世界五分前仮説(せかいごふんまえかせつ)とは、「世界は実は5分前に始まったのかもしれない」という仮説のこと。

世界が五分前にそっくりそのままの形で、すべての非実在の過去を住民が「覚えていた」状態で突然出現した、という仮説に論理的不可能性はまったくない。異なる時間に生じた出来事間には、いかなる論理的必然的な結びつきもない。それゆえ、いま起こりつつあることや未来に起こるであろうことが、世界は五分前に始まったという仮説を反駁することはまったくできない。したがって、過去の知識と呼ばれている出来事は過去とは論理的に独立である。そうした知識は、たとえ過去が存在しなかったとしても、理論的にはいまこうであるのと同じであるような現在の内容へと完全に分析可能なのである

世界五分前仮説—ラッセル "The Analysis of Mind" (1971) pp-159-160: 竹尾 『心の分析』 (1993)

この胡散臭いが、私にとって秀逸な仮説に出会ってから、ずいぶんと時間が経ったのだけれど、これほどスポットオンな言葉はないと思うので、ここに記す。


私はずいぶんタイムマシンのことを考えていた。映画のバックトゥーザフューチャーが好きだったので、どうにかしたら過去や未来にいけるのではないかと思っていた。しかし、未来はいけるかもしれないが、過去は無理だと最近考えている。

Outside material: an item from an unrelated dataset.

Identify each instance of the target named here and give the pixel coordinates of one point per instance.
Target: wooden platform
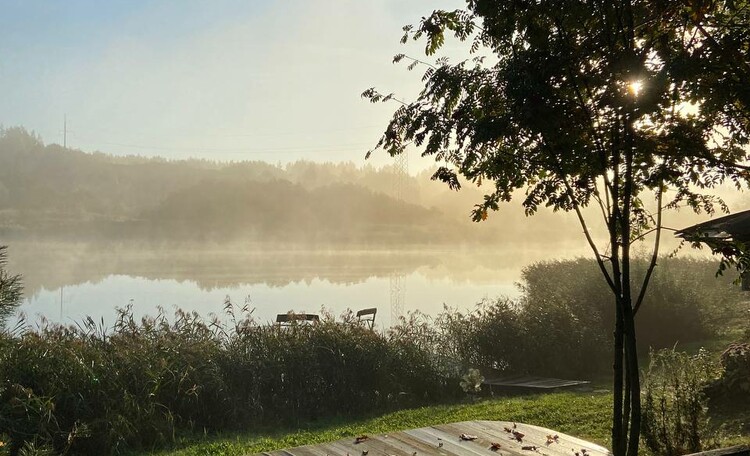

なぜかというと、未だかつて「過去」を現在から見たものは誰もいないからである。
つまり、「過去」というものが存在するのか怪しいと思ったからである。
「世界五分前仮説」が否定できないものであれば、「世界無過去仮説」も否定できない。私たちは、現在が自分が思っている絶対的な真実としての「過去」と無関係であるということをどうやって否定できるだろうか。


私たちは、現在という刹那な空間を生きており、過去も未来も手に取ることは不可能である。手に取ったと思ったものは、実は「現在」である。過去は過ぎ去ったものであり、未来は未だ来たらざるものである。だから、未来も過去も誰も手にできない。

では、巷に溢れている「過去」とは何か。
それはただの人の「記憶」であり、「物語」である。
絶対的真実としての「過去」は存在しない。過去は人の「記憶」なのだから、人の数だけ少しずつ形を変えて存在するからである。


例えば歴史的な過去の検証などは、いかに物理的な物証や古文書などで真実だと思っていても、その時代を現在として体験しない限り、それが起こったのかどうかなど認知不可能である。また、仮に体験できたとしても、人によって捕らえ方はまちまちなので、「これが正しい過去である」というものは存在できない。
私たちは、既に過ぎた過去を「あるもの」として見なすので、あたかも物理的なもの(変化しないもの)と考えてしまうが、過去も未来同様、常に流動している。


ただ、ここで私が記したいのは、「過去なんてないんだよ」という、いきがったことを言うためではない。
過去の正体が「記憶」であるなら、絶対的真実としての「過去」は存在しないが、人間一人ひとりには確かに「過去」は存在するということである。


「過去」とは、人を通してしか認知し得ないとても脆弱な存在である。


もし、私が誰にも見られずにトイレに1万円札を流してしまったとしよう。私は確かに流したという記憶を頭の中で反復することで、私にとってそれは紛れもない「過去」として体験することができる。しかし、私がこのことを他人に言わない限り、巷で言われている「過去」として、このエピソードは存在できない。そして、私がその1万円札を忘れてしまった時、絶対的真実であることの「過去」は、跡形もなく消えてしまうのである。
こんなことは日常茶飯事である。しかし、そうであるが故に意識されない。


「1万円のことを忘れても、過去に流してしまったことは事実だろ?過去は存在するじゃないか」
とおっしゃる方もいるだろう。では、私が1万円を流してしまったことを誰にも言わなかった時、この問は発生するだろうか。私自身が語らずして誰がこの事実を認知できるだろうか。


それを語る者がいなくなった時、「過去」は消滅する。はじめから語られなかったことは、既に「過去」として存在することすらできない。
もし己の「過去」を現在に存在させようと考えるならば、他を介する以外に方法はないのである。